Not surprisingly, living standards rose to previously unimaginable levels. While this did not exactly mean a galactic utopia, it was safe to say that people of the colonized galaxy lived lives in which labor; both menial and mental, was purely compulsory. Thanks to the richness of the heavens and the toil of machines, each person had access to material and cultural wealth greater than that of some nations today.
During all this development, a curious phenomenon was observed. While alien life was abundant in the stars, no one had encountered any signs of true intelligence. Some attributed this to an overall rarity, while others went as far as divine influence; resurrecting religion.
Regardless of the theorizing, one question went truly and utterly unanswered. What would really happen, if mankind ever ran into his equals or superiors in space?
Tuesday, March 5, 2013
Colonization and the Mechanical Oedipi
Even for the Star People, interplanetary travel was a momentous task. Early minds had boggled over the problem and fantasies such as faster than light travel and hyperspace emerged as the only “solutions”.
Simply put, it was impossible to take a large number of people with enough supplies to even the closest star to make colonization feasible. The existing technologies could only slug along at mere percentages of lightspeed, making the journey an epoch-spanning affair. Enormous “generation ships” were conceived and even built, but these succumbed to technical difficulties or on-board anarchy after a few cycles.
The solution was to first go there, and make the colonists later. To this end, fast and small, automated ships were sent forth to the stars. On board were semi-sentient machines programmed to replicate and terraform the destination, and “construct” its inhabitants from the genetic materials stored on board.
A bizarre problem plagued such attempts. The first generation of humans to be manufactured sometimes developed a strange affection for the machines that made them. They rejected their own kind and perished after the massive identity crisis that followed. This technological Oedipus complex was not uncommon; nearly half of all the colony-founding attempts were lost through it.
Even then, however, the remaining half was enough to fill Humanity’s own spiral arm of the galaxy.
Monday, March 4, 2013
Star People
The survivors agreed that massive changes were necessary to ensure that such a war never occurred again. These reforms were so comprehensive that they entailed not political, economical but biological changes as well.
One of the greatest differences between the people of the two planets was that over time, they had almost become different species. It was believed that the solar system could never completely unify until this discrepancy was overcome.
The answer was a new human subspecies, equally and better adapted not only to Earth and Mars, but to the conditions of most newly terraformed environments as well. Furthermore, these beings were envisioned with larger brains and heightened talents, making them greater than the sum of their predecessors.

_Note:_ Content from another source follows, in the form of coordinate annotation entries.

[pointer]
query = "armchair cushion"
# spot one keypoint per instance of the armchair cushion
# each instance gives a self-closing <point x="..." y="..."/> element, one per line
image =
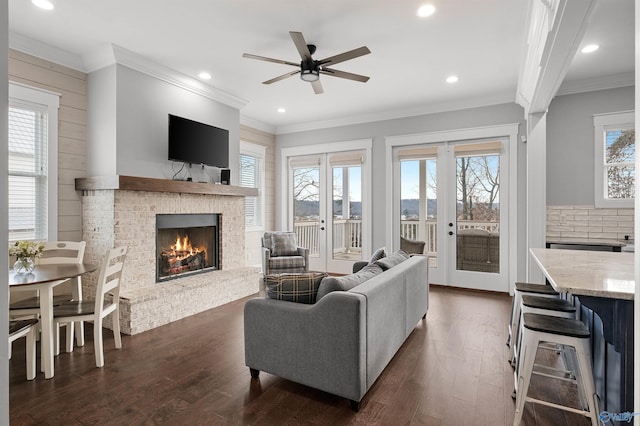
<point x="286" y="262"/>
<point x="300" y="288"/>
<point x="284" y="244"/>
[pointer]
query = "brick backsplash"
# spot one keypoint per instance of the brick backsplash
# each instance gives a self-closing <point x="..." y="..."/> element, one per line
<point x="118" y="217"/>
<point x="588" y="222"/>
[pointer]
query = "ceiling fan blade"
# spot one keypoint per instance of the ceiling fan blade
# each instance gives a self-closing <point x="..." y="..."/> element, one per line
<point x="336" y="59"/>
<point x="263" y="58"/>
<point x="301" y="45"/>
<point x="317" y="87"/>
<point x="282" y="77"/>
<point x="343" y="74"/>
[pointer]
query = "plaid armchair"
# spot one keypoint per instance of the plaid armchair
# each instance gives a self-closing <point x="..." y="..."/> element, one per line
<point x="281" y="254"/>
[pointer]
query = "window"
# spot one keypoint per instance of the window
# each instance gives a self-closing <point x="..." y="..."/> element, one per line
<point x="252" y="176"/>
<point x="614" y="159"/>
<point x="32" y="145"/>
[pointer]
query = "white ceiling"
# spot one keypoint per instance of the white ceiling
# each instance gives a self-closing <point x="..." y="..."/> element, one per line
<point x="481" y="41"/>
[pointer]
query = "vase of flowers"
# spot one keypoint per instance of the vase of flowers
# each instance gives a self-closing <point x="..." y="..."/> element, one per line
<point x="25" y="253"/>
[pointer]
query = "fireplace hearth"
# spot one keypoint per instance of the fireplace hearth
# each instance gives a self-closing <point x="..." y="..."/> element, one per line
<point x="186" y="244"/>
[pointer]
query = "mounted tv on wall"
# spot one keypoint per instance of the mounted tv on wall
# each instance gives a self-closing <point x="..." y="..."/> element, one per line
<point x="197" y="143"/>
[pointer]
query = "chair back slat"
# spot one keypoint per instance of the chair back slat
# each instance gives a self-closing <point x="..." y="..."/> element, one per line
<point x="62" y="252"/>
<point x="109" y="279"/>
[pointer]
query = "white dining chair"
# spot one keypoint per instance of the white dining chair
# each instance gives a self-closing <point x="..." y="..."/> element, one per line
<point x="25" y="328"/>
<point x="107" y="302"/>
<point x="56" y="252"/>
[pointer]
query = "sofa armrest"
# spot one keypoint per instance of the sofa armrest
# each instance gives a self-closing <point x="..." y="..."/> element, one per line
<point x="304" y="252"/>
<point x="321" y="345"/>
<point x="266" y="256"/>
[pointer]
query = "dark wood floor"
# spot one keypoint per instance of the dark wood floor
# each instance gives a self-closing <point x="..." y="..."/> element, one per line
<point x="452" y="370"/>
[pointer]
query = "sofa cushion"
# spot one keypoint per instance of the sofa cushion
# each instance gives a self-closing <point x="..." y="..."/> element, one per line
<point x="347" y="282"/>
<point x="283" y="244"/>
<point x="392" y="260"/>
<point x="300" y="288"/>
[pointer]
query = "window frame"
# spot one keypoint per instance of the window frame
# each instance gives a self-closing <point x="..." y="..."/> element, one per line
<point x="21" y="95"/>
<point x="623" y="120"/>
<point x="259" y="152"/>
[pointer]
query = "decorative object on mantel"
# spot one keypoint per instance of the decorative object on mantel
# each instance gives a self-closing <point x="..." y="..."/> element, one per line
<point x="25" y="253"/>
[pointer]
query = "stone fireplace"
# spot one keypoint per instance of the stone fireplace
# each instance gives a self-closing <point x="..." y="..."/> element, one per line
<point x="123" y="210"/>
<point x="186" y="244"/>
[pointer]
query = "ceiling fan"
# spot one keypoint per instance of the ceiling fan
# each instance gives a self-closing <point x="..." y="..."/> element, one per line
<point x="310" y="69"/>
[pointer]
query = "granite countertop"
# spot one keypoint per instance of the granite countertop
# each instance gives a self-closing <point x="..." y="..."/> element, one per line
<point x="588" y="273"/>
<point x="587" y="241"/>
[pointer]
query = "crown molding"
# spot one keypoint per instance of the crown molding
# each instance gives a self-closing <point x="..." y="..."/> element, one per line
<point x="257" y="124"/>
<point x="139" y="63"/>
<point x="554" y="31"/>
<point x="110" y="54"/>
<point x="45" y="51"/>
<point x="497" y="99"/>
<point x="597" y="83"/>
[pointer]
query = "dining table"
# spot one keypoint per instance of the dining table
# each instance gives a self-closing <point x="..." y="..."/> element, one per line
<point x="44" y="278"/>
<point x="602" y="286"/>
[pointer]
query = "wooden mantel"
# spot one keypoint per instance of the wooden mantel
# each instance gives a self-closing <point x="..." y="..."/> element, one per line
<point x="133" y="183"/>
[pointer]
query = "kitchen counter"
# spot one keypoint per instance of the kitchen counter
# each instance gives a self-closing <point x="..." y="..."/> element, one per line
<point x="590" y="273"/>
<point x="601" y="285"/>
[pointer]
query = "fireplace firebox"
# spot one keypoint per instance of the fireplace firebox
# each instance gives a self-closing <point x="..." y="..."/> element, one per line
<point x="186" y="244"/>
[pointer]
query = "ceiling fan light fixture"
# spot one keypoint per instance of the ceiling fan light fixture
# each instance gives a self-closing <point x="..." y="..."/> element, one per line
<point x="310" y="75"/>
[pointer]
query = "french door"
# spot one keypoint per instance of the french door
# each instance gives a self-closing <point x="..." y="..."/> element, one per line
<point x="329" y="208"/>
<point x="453" y="196"/>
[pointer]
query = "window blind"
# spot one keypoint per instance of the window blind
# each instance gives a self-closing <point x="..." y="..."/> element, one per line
<point x="27" y="172"/>
<point x="250" y="173"/>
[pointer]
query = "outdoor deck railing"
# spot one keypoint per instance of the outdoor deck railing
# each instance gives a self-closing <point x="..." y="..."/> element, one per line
<point x="347" y="233"/>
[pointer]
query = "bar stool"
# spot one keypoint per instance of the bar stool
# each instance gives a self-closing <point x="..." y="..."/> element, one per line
<point x="559" y="308"/>
<point x="536" y="329"/>
<point x="540" y="290"/>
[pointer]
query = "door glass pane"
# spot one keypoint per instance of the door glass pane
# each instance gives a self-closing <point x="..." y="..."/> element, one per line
<point x="478" y="213"/>
<point x="347" y="213"/>
<point x="306" y="207"/>
<point x="419" y="204"/>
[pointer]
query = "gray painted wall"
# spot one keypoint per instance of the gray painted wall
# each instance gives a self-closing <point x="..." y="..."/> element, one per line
<point x="570" y="143"/>
<point x="128" y="116"/>
<point x="453" y="120"/>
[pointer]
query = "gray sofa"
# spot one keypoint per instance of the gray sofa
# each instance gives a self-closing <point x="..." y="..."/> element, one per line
<point x="342" y="343"/>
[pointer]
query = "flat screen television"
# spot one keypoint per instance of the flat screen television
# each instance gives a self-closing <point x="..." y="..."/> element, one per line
<point x="198" y="143"/>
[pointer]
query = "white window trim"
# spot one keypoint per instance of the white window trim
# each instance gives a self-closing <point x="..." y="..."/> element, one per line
<point x="601" y="123"/>
<point x="259" y="151"/>
<point x="51" y="101"/>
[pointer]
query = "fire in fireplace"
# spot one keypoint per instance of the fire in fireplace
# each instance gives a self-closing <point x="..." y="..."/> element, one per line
<point x="186" y="244"/>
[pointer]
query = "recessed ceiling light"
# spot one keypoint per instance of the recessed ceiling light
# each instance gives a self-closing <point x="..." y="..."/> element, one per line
<point x="590" y="48"/>
<point x="43" y="4"/>
<point x="426" y="10"/>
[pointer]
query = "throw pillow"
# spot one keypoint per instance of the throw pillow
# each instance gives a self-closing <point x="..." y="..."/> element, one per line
<point x="347" y="282"/>
<point x="300" y="288"/>
<point x="284" y="244"/>
<point x="411" y="246"/>
<point x="392" y="260"/>
<point x="377" y="255"/>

Normally, it would be hard to convince any population to make a choice between mandatory sterilization and parenting a newfangled race of superior beings. However, memories of the war were still painfully fresh, and it was easier to implement these radical procedures in the wake of such slaughter. Any resistance to the birth of the new species did not extend beyond meager complaints and trivial strikes.
In only a few generations, the new race began to prove its worth. Organized as a single state and aided by the technological developments of the war, they rapidly terraformed and colonized Venus, the Asteroids and the moons of Jupiter and Saturn.
Soon however, even the domain of Sol grew too small. The new people who inherited it wanted to go further, to new worlds under distant stars. They were to become the Star People.